Deste raciocínio se estrai, ainda, serem absolutamente improcedentes as considerações desenvolvidas pelo tribunal a quo em torno da anterior renúncia da gerente que, em representação da sociedade, havia outorgado o mantado forense e constituído procuradores os atuais patronos da ré. A este respeito, na decisão recorrida pode ler-se:
“No entanto, estabelece o art.º 265.º, 1, do CC que entre outras, a procuração extingue-se quando cessa a relação jurídica que lhe serve de base.
“Ora, no caso dos autos e atento a que houve uma renúncia à gerência da sociedade, já não sendo a outorgante da procuração inicial a legal representante da sociedade Ré, sendo que já nem sócia é, parece claro que a procuração outorgada por esta ao advogado signatário da petição inicial, se extinguirá uma vez que a relação jurídica em causa nestes autos e que serviu de base à outorga da referida procuração cessou”.

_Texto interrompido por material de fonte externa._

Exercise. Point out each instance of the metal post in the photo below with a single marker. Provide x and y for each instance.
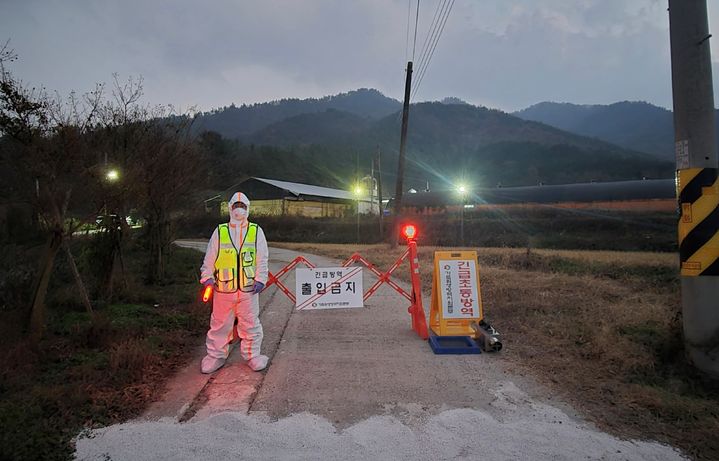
(416, 310)
(379, 194)
(697, 185)
(402, 145)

O raciocínio desenvolvido pelo tribunal a quo assenta num manifesto equívoco. A relação jurídica que serviu de base à outorga da procuração não foi a relação de gerência ou representação orgânica da sociedade – intercedente entre esta e a gerente que renunciou. A relação jurídica que serviu de base à outorga da procuração foi, sim, o contrato de mandato forense (arts. 4.º, n.º 2, e 5.º da Lei n.º 10/2024, de 19 de janeiro, e 67.º do EOA) – ou mandatos (art. 1160.º do Cód. Civil). Ora, este contrato – entre a mandante sociedade e os mandatários advogados – não cessou, designadamente, por caducidade, não se mostrando preenchida nenhuma das alíneas previstas no art. 1174.º do Cód. Civil."